Un destin hors du commun et une vie ordinaire

J’avais quatre mois lorsque je suis arrivée au Canada. Je ne me souviens pas de ma première année à Vancouver. Petite, j’étais curieuse et excitée de faire partie d’une communauté très plurielle. Dès l’âge de cinq ans, j’ai éprouvé de grandes difficultés face aux interactions sociales. Mes camarades de classe ne comprenaient pas la mixité culturelle de ma famille – ni mon adoption. Quand les gens jettent un regard sur ma famille ils se rendent compte que nous ne nous ressemblons pas du tout. Mes parents sont de race blanche et je suis chinoise. Quand on me demande : « Qu’en est-il d’être adoptée ? », je n’ai pas vraiment de réponse. Je leur dis que c’est comme n’importe quelle famille. Je n’ai pas besoin d’être liée biologiquement à ma famille pour ressentir l’amour. Ils ont simplement besoin d’être des individus chaleureux et sympathiques qui me soutiendront dans mes projets de vie.

Bien évidemment, parfois je me demande comment ça se serait passé si j’étais restée en Chine et n’avais pas été adoptée au Canada. Par contre, je me rends compte que je n’aurais probablement pas eu beaucoup de succès. Je souffre d’un trouble neurologique – l’autisme – plus précisément, du syndrome d’Asperger. Résultat, les interactions sociales me sont difficiles et me faire des amis est compliqué. En Chine il y a peu d’avenir pour les gens ayant des besoins particuliers comme moi. Si vous échouez à la deuxième année d’école, vous allez être forcé de travailler dans les rizières pour le restant de votre vie. En y pensant, ce n’est certainement pas le genre de vie que je désire mener. Je pense que, d’une certaine façon, je devais être adoptée au Canada et que le destin m’a trouvé un chez-moi et une famille parfaite.

Au cours de ma vingtaine d’années au Canada j’ai découvert des activités telles que le taekwondo, la danse, le chant, la guitare, le piano et les arts dramatiques. Maintenant, je suis écrivaine, avec plus de trois ans d’expérience comme journaliste. Je suis très heureuse de pouvoir contribuer à La Source. Je suis si reconnaissante d’avoir l’occasion de partager mes expériences personnelles d’orpheline qui a immigré au Canada dès son plus jeune âge. Je désire que d’autres enfants à l’orphelinat se rendent compte que trouver une famille est possible – mais cela prend du temps. Chaque année je tâche de recueillir des fonds pour les orphelins pour pouvoir redonner aux enfants démunis de famille ou de foyer. Je me souviens qu’à l’âge de neuf ans j’ai fait un don de 100 $ à une école à Beijing. Les orphelins m’ont remerciée en me tricotant un foulard – qui ne dépassait pas la taille d’un T-shirt et qui était d’une teinte dorée affreuse. Mais vraiment c’est le geste qui compte.

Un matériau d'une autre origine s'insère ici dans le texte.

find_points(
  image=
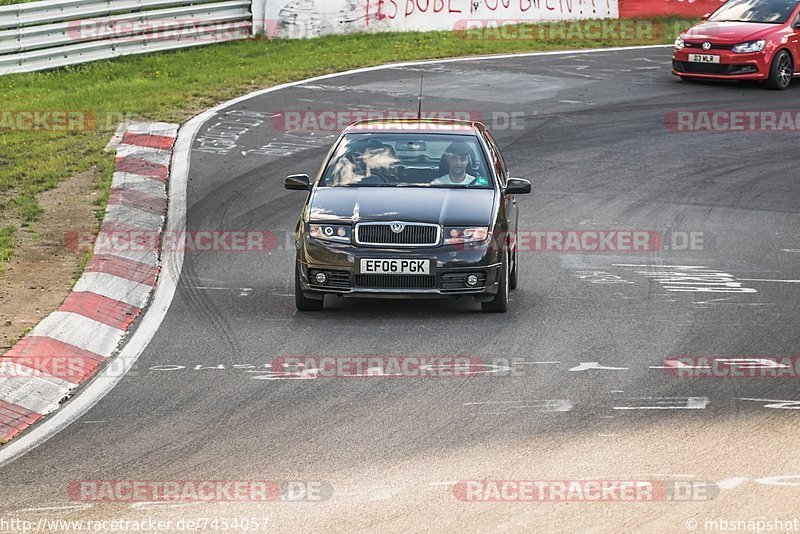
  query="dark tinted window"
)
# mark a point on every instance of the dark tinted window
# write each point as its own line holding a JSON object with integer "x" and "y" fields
{"x": 408, "y": 160}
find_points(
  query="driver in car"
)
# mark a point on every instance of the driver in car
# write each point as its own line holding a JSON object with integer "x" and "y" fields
{"x": 459, "y": 159}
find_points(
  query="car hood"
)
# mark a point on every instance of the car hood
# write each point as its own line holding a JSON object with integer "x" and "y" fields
{"x": 450, "y": 207}
{"x": 728, "y": 32}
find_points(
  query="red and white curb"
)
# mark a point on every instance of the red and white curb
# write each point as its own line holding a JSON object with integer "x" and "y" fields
{"x": 66, "y": 348}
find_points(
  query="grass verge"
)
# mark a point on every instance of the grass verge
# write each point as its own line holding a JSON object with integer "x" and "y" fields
{"x": 6, "y": 245}
{"x": 173, "y": 86}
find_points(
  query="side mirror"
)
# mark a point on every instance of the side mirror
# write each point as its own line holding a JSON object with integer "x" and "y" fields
{"x": 518, "y": 186}
{"x": 297, "y": 182}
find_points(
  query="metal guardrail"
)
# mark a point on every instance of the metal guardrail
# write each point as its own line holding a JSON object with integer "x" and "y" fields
{"x": 55, "y": 33}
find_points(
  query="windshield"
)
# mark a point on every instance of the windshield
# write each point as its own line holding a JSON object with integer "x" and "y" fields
{"x": 770, "y": 11}
{"x": 408, "y": 160}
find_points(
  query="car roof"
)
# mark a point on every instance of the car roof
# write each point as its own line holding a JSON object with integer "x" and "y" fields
{"x": 415, "y": 126}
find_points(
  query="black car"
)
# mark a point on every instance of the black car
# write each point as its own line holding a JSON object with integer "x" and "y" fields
{"x": 409, "y": 208}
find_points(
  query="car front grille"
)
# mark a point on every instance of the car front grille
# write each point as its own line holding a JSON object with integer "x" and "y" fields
{"x": 699, "y": 45}
{"x": 411, "y": 234}
{"x": 457, "y": 281}
{"x": 395, "y": 281}
{"x": 690, "y": 67}
{"x": 337, "y": 279}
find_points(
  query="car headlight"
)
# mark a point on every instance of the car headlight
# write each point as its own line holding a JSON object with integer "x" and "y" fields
{"x": 750, "y": 46}
{"x": 472, "y": 234}
{"x": 330, "y": 232}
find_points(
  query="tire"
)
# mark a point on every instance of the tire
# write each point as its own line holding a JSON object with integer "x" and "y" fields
{"x": 499, "y": 304}
{"x": 301, "y": 302}
{"x": 781, "y": 72}
{"x": 513, "y": 276}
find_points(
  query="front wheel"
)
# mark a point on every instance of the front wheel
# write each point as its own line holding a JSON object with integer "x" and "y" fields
{"x": 781, "y": 72}
{"x": 499, "y": 304}
{"x": 301, "y": 302}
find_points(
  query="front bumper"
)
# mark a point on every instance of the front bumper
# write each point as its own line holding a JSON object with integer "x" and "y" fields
{"x": 449, "y": 266}
{"x": 732, "y": 66}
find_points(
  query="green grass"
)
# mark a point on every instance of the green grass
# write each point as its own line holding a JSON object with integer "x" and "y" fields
{"x": 173, "y": 86}
{"x": 6, "y": 245}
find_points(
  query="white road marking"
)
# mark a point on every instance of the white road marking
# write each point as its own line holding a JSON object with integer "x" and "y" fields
{"x": 172, "y": 260}
{"x": 731, "y": 483}
{"x": 588, "y": 366}
{"x": 769, "y": 280}
{"x": 669, "y": 403}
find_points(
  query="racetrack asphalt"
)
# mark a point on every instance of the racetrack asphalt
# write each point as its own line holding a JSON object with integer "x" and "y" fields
{"x": 590, "y": 132}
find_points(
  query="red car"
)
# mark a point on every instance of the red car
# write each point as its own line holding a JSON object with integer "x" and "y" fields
{"x": 743, "y": 40}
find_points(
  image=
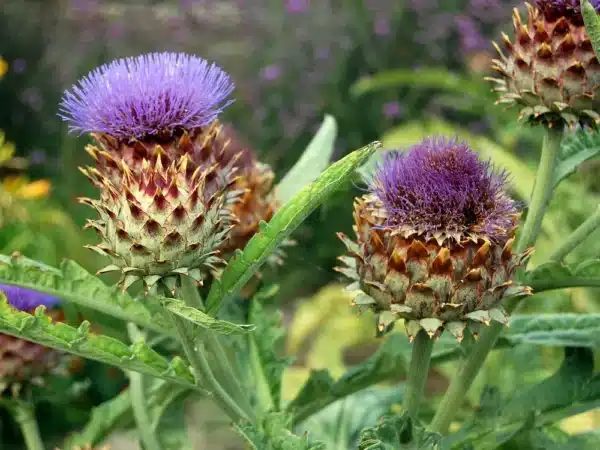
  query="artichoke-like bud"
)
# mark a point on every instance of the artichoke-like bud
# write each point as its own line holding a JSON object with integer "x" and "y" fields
{"x": 434, "y": 239}
{"x": 23, "y": 362}
{"x": 168, "y": 182}
{"x": 549, "y": 67}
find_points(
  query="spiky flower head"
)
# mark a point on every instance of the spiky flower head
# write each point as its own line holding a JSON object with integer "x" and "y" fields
{"x": 23, "y": 362}
{"x": 549, "y": 68}
{"x": 434, "y": 240}
{"x": 170, "y": 181}
{"x": 152, "y": 94}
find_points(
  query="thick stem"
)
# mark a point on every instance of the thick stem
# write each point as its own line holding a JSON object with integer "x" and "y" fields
{"x": 139, "y": 405}
{"x": 470, "y": 367}
{"x": 417, "y": 373}
{"x": 590, "y": 225}
{"x": 197, "y": 357}
{"x": 24, "y": 415}
{"x": 221, "y": 366}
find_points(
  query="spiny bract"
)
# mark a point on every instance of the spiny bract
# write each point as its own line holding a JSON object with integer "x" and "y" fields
{"x": 549, "y": 68}
{"x": 23, "y": 362}
{"x": 434, "y": 240}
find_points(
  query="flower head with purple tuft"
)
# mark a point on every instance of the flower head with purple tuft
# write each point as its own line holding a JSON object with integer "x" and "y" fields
{"x": 434, "y": 239}
{"x": 441, "y": 188}
{"x": 150, "y": 94}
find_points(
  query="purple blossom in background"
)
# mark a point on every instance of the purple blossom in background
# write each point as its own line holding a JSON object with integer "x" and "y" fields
{"x": 392, "y": 109}
{"x": 297, "y": 6}
{"x": 441, "y": 185}
{"x": 271, "y": 72}
{"x": 148, "y": 94}
{"x": 27, "y": 299}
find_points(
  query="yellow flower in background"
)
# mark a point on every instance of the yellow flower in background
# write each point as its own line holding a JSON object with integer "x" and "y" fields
{"x": 3, "y": 67}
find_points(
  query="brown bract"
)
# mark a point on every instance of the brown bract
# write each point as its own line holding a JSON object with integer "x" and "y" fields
{"x": 433, "y": 285}
{"x": 550, "y": 70}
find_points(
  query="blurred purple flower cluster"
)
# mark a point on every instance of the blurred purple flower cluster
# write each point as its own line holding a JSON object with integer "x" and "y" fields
{"x": 282, "y": 58}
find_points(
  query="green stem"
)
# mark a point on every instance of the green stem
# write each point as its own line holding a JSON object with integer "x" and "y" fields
{"x": 24, "y": 415}
{"x": 577, "y": 237}
{"x": 139, "y": 405}
{"x": 197, "y": 358}
{"x": 417, "y": 372}
{"x": 468, "y": 370}
{"x": 221, "y": 366}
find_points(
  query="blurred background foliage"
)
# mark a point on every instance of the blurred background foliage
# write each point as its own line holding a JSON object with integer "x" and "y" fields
{"x": 388, "y": 70}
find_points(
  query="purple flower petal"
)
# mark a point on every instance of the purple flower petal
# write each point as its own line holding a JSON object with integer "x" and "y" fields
{"x": 441, "y": 185}
{"x": 26, "y": 299}
{"x": 148, "y": 94}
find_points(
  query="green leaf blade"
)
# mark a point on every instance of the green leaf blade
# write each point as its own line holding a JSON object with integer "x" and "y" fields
{"x": 203, "y": 320}
{"x": 247, "y": 262}
{"x": 312, "y": 162}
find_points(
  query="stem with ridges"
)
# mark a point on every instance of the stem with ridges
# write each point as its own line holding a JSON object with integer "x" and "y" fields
{"x": 24, "y": 415}
{"x": 470, "y": 367}
{"x": 590, "y": 225}
{"x": 139, "y": 404}
{"x": 417, "y": 373}
{"x": 221, "y": 366}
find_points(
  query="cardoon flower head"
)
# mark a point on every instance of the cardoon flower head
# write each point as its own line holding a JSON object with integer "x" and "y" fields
{"x": 21, "y": 361}
{"x": 151, "y": 94}
{"x": 172, "y": 187}
{"x": 549, "y": 68}
{"x": 434, "y": 239}
{"x": 441, "y": 189}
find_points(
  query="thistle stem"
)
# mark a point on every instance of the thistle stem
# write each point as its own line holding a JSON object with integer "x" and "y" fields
{"x": 139, "y": 404}
{"x": 222, "y": 369}
{"x": 468, "y": 370}
{"x": 197, "y": 357}
{"x": 24, "y": 415}
{"x": 577, "y": 237}
{"x": 417, "y": 372}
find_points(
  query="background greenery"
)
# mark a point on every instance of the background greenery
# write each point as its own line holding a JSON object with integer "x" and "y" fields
{"x": 393, "y": 71}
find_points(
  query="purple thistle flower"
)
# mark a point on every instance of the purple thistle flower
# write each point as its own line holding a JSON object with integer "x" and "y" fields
{"x": 441, "y": 186}
{"x": 26, "y": 299}
{"x": 149, "y": 94}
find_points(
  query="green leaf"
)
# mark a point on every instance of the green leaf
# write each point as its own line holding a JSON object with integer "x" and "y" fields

Défilé du Nouvel An Chinois. | Photo par Liz Randall

Défilé du Nouvel An Chinois. | Photo par Liz Randall

Enfant, j’avais la coutume d’assister au défilé chinois chaque année, c’était une de mes célébrations préférées. Même si je ne vais plus au festival, je continue à faire honneur à mon héritage en pendant des lanternes dans mon appartement, en mangeant de la cuisine chinoise et en échangeant des enveloppes rouges (lai see) avec ma famille. Certains jours, je souhaite retourner dans mon pays d’origine et essayer de découvrir mes parents biologiques. Et pourtant, je préfère passer la plupart du temps avec la famille et les amis que je connais depuis l’enfance. Je demeure chinoise et j’embrasse mon héritage bien que je vive dans un pays beaucoup plus riche, qui offre plus d’occasions. J’ai droit à une bonne éducation et à une famille qui m’aime.

Rien qu’à penser aux orphelins en Chine, je me sens encore plus reconnaissante pour la vie que je mène aujourd’hui. Je souhaite que tous les enfants des pays en voie de développement puissent être adoptés au Canada. Quand j’aurai le temps et l’argent, je désire retourner en Chine et en découvrir plus sur mes origines chinoises. Pour le moment, je vais m’appliquer à apprécier ma vie à Vancouver. Je suis chanceuse de vivre dans une ville si belle. Je serai toujours fière d’être une Canadienne de souche chinoise.